My Northeastern education has been fundamental in shaping my career and the profession that I ended up choosing. The program can be utilized to understand what you don’t want to do, trying my hand at different careers from a large sales organization to executive recruiting to a small media firm. Without Northeastern, I might have made it to front-line fundraising in the healthcare space, but it would have taken me a lot longer to find something that I love to do.
In an evolving professional world, how do you stay ahead and continue to grow your knowledge and expertise?
I’m involved with an organization called Women in Development New York, which provides different networking and professional opportunities to hone our craft and learn from one another. If anything what my time at Northeastern has taught me is that you can gain so many connections and learn so much just from a small group of people. Always keep those lines of communication open and say ‘yes’ to different kinds of opportunities.
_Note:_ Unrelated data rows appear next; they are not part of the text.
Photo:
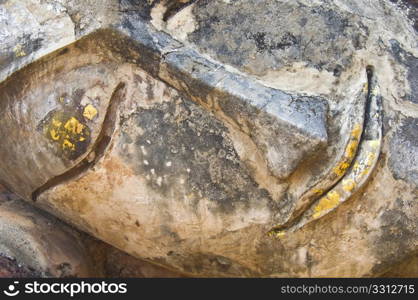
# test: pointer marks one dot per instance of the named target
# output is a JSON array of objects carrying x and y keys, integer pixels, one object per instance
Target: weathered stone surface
[
  {"x": 34, "y": 244},
  {"x": 215, "y": 122}
]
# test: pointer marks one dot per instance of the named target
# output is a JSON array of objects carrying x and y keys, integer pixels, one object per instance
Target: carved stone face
[{"x": 218, "y": 138}]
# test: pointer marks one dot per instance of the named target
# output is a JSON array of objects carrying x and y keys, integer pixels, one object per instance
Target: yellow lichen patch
[
  {"x": 341, "y": 168},
  {"x": 375, "y": 90},
  {"x": 56, "y": 123},
  {"x": 348, "y": 185},
  {"x": 327, "y": 203},
  {"x": 365, "y": 87},
  {"x": 54, "y": 134},
  {"x": 370, "y": 158},
  {"x": 356, "y": 132},
  {"x": 89, "y": 112},
  {"x": 318, "y": 192},
  {"x": 68, "y": 133}
]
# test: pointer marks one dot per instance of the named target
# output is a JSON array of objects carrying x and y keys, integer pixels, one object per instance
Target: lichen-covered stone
[{"x": 213, "y": 124}]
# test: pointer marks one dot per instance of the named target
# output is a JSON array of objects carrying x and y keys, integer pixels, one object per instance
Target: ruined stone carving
[{"x": 218, "y": 138}]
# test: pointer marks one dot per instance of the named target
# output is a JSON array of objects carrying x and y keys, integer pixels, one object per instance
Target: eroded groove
[
  {"x": 98, "y": 149},
  {"x": 359, "y": 170}
]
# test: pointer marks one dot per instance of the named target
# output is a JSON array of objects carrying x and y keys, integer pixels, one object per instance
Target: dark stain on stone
[
  {"x": 183, "y": 144},
  {"x": 395, "y": 241},
  {"x": 410, "y": 62}
]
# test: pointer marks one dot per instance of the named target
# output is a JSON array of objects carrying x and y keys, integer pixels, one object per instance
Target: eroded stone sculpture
[{"x": 218, "y": 138}]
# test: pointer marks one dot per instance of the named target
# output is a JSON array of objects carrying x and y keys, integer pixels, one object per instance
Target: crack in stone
[{"x": 98, "y": 150}]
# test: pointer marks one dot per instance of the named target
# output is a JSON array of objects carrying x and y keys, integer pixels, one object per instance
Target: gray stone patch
[
  {"x": 258, "y": 36},
  {"x": 410, "y": 62},
  {"x": 403, "y": 158}
]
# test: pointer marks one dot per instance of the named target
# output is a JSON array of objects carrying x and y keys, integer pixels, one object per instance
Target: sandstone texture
[{"x": 219, "y": 138}]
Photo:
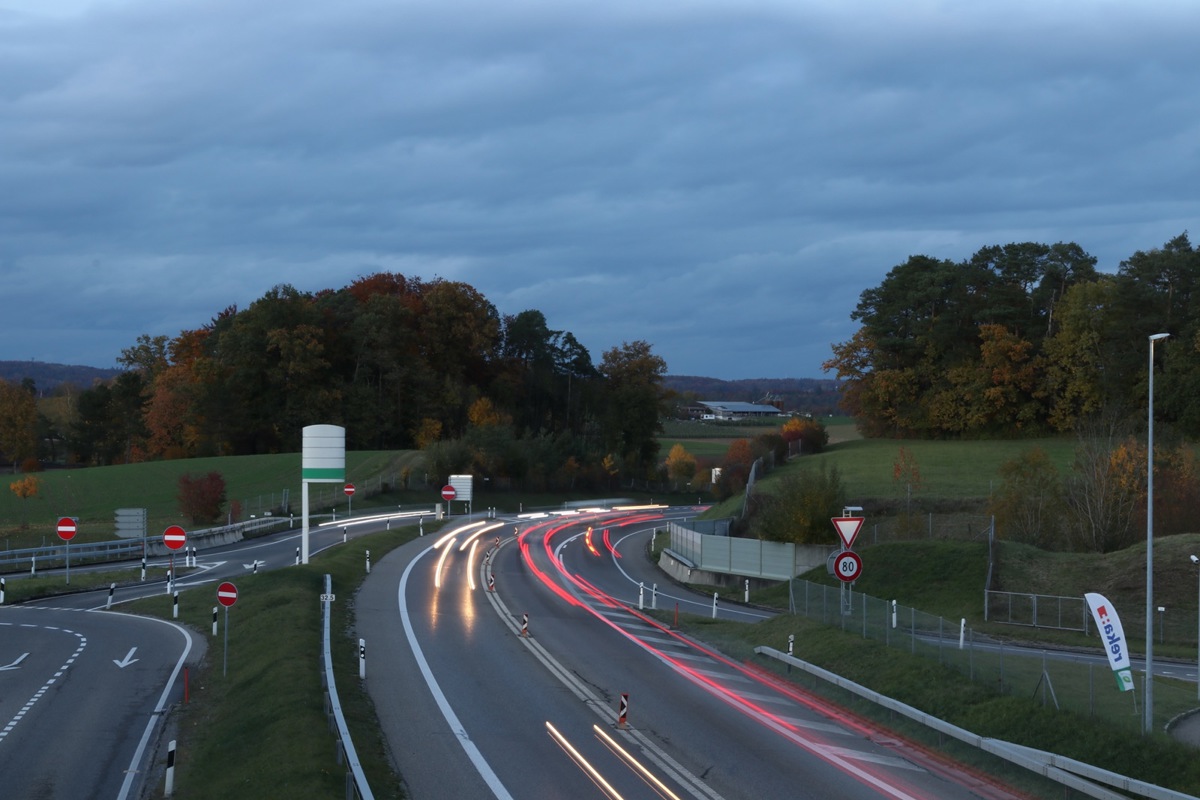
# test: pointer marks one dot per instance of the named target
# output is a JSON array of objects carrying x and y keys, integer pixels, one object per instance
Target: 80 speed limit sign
[{"x": 847, "y": 566}]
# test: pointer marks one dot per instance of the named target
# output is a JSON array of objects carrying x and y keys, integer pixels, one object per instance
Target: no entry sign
[
  {"x": 174, "y": 537},
  {"x": 227, "y": 594},
  {"x": 66, "y": 529}
]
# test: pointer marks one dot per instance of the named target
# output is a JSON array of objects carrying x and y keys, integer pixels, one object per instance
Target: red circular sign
[
  {"x": 174, "y": 537},
  {"x": 227, "y": 594},
  {"x": 66, "y": 529},
  {"x": 847, "y": 566}
]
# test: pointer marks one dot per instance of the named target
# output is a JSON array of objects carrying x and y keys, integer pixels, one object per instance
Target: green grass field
[
  {"x": 281, "y": 727},
  {"x": 258, "y": 482}
]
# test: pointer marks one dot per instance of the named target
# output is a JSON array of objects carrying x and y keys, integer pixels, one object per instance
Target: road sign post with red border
[
  {"x": 67, "y": 528},
  {"x": 847, "y": 529},
  {"x": 847, "y": 566},
  {"x": 174, "y": 537},
  {"x": 227, "y": 595}
]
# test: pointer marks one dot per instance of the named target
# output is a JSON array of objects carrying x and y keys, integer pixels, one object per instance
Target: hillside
[
  {"x": 48, "y": 376},
  {"x": 809, "y": 395}
]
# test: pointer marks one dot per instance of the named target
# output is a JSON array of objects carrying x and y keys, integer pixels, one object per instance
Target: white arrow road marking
[
  {"x": 16, "y": 663},
  {"x": 127, "y": 660}
]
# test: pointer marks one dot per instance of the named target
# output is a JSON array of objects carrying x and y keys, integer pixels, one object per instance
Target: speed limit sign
[{"x": 847, "y": 566}]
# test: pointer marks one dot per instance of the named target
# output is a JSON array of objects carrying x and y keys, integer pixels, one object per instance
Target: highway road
[
  {"x": 522, "y": 668},
  {"x": 84, "y": 691},
  {"x": 81, "y": 695}
]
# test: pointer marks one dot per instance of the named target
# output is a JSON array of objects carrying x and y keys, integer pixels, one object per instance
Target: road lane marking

Can you think back to how you felt during your first event? And, how has your experience evolved?
It felt pretty natural and a ton of fun – no matter where you are in the world when you meet a fellow alumni, naturally, you have so much common ground. I work in fundraising so I’m always forming connections with people that I don’t know. You can get to know the community better, recognizing folks you might have seen at a past event before, and I corral my friends from Northeastern that live and work in the New York City area.
How my involvement all began in London was just a perfect storm of happenstance. It’s fun to quickly connect with the Northeastern community when I really hadn’t been involved for several years. When chatting with a co-op student at the non-profit social hour we connected over both belonging to the same sorority!
What is one piece of advice for someone looking to get involved as a volunteer?
Rip the Band-Aid and give it a try! It can feel like your first day freshman year figuring out who you’re going to talk to at the dining hall, but the people who raise their hand want to form those relationships and networks. There’s a lot to be gained from the amount of time folks in our community are willing to lend a hand.
What’s next for you?
More than ever before, now is a time that we’re all appreciative of the communities that we have in our lives, whether that be friends, family or alumni. I’m going to keep trying to be that connector for the New York City community as much as I can because I’ve gotten so much out of my participation with this group, and am excited to see what the year has to come.